Reading the full judgement in the Miriam O’Reilly tribunal case it’s impossible not to be struck by the tribunal’s finding that there was “no documentation whatsoever” setting out a decision making process which saw 4 presenters lose their jobs.
The BBC’s callous and discriminatory dismissal of O’Reilly – the panel say she and colleagues “were dismissed almost entirely out of hand” – will saddle the Licence Fee payer with yet another fine. It should also lead to dismissals of those responsible.
In a statement the says Director General Mark Thompson will use his position as Chair of the broadcasting sector’s Cultural Diversity Network to “raise the topic of fair representation of people of all ages across the broadcasting industry.”
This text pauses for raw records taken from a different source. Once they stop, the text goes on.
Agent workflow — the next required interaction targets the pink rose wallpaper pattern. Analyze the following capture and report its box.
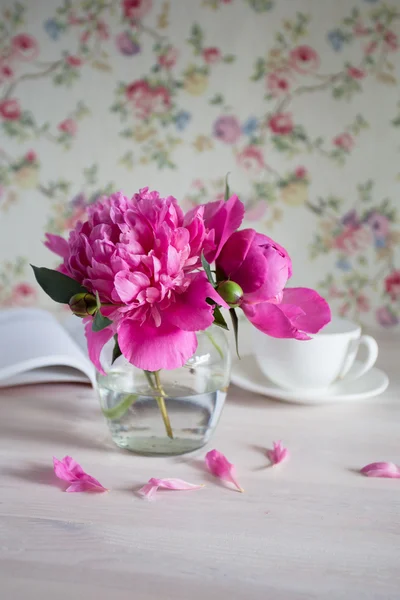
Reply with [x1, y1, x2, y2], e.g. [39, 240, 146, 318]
[0, 0, 400, 328]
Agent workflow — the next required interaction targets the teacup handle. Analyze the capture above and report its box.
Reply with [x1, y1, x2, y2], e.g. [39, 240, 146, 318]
[339, 335, 379, 381]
Frankly Thompson’s focus needs to be on finally getting a grip of the organisation he’s (over)paid to manage.
For their part the BBC Trust needs to ensure a thorough investigation is carried out into a decision making process so lax that official records of major spending and recruitment decisions are considered an optional extra.
After dodgy competitions, executives topping up their salaries courtesy of insanely generous expenses, the Ross/Brand fiasco and the overturned 6Music decision, Licence Fee payers are entitled to ask what they’re getting in return for possibly the highest executive salary bill in the public sector.
They’re also entitled to know that the man in charge of the organisation understands his own future cannot be guaranteed if future management-led cock-ups arise.
BBC bosses have previously dismissed any accusation of agism in how they decide who gets to front shows. That casual rejection will have played a major part in fostering an atmosphere where O’Reilly & co could be so easily heaved aside.
It’s now time for the BBC to drop its obsession with youth and looks and ensure all sections of the audience are fairly and truthfully represented.